Ofereço como presente aos aniversariantes
Willian Delarte, José D. Carmo, Wagner G. Mineiro, Lucy
Cristina, Jeferson Santos, Geórgia A. Bastos, Ricardo Alves, Sandro Assunção, Wina
Lidiane, Deise Brenda, Carol AC, Marlon D. Ancelmo, Creusa Melo e Claudio M.
Miranda.
Recomendo a leitura
de “Negócios à Parte”, deste que vos fala; “Um Exercício de Futurologia: a
democracia está em risco”, de Josué da Silva Brito; “Involução”, de Xúnior
Matraga; e “La Insurrección em Dublín”, de Javier Villanueva. Respectivamente nos
seguintes endereços:
BOAL, A. O
teatro do oprimido e outras poéticas, políticas. Civilização Brasileira.
São Paulo, 1991.
Escrito entre os dias 02 e 10 de setembro de 2016.
4 comentários:
Muito divertida a "Aula de Literatura"! Estupendo, meu caro, não só faz uma bela definição de crônica e conto como protesta de forma ímpar! Apoio um dos pontos acessórios de seu texto... para mim personagem ainda é substantivo sobrecomum... "o personagem" não me parece tão agradável!

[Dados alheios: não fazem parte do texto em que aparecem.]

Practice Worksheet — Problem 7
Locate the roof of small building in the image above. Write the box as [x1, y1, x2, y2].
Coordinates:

Meu caro! Que aula deliciosa. Senti-me envolvido com todo o processo, na condição de aluno, estaria eu extremamente concentrado, como agora. Adorei a ideia de ser personagem dessa história fantástica, e muito lisonjeado também. Além do mais, acho fascinante o teu blog e tua forma de escrever/ensinar/transmitir. Certamente, com tua autorização, usarei teu texto e teu blog como instrumento para minhas aulas. E sempre,sempre mesmo que quiser e puder convida-me mesmo a visitar este teu espaço! Grande abraço!
Uai, Xúnior! Eu me sentirei satisfeitíssimo em ter um texto meu usado por você de forma tão deliciosa que é compartilhar nossos parcos conhecimentos.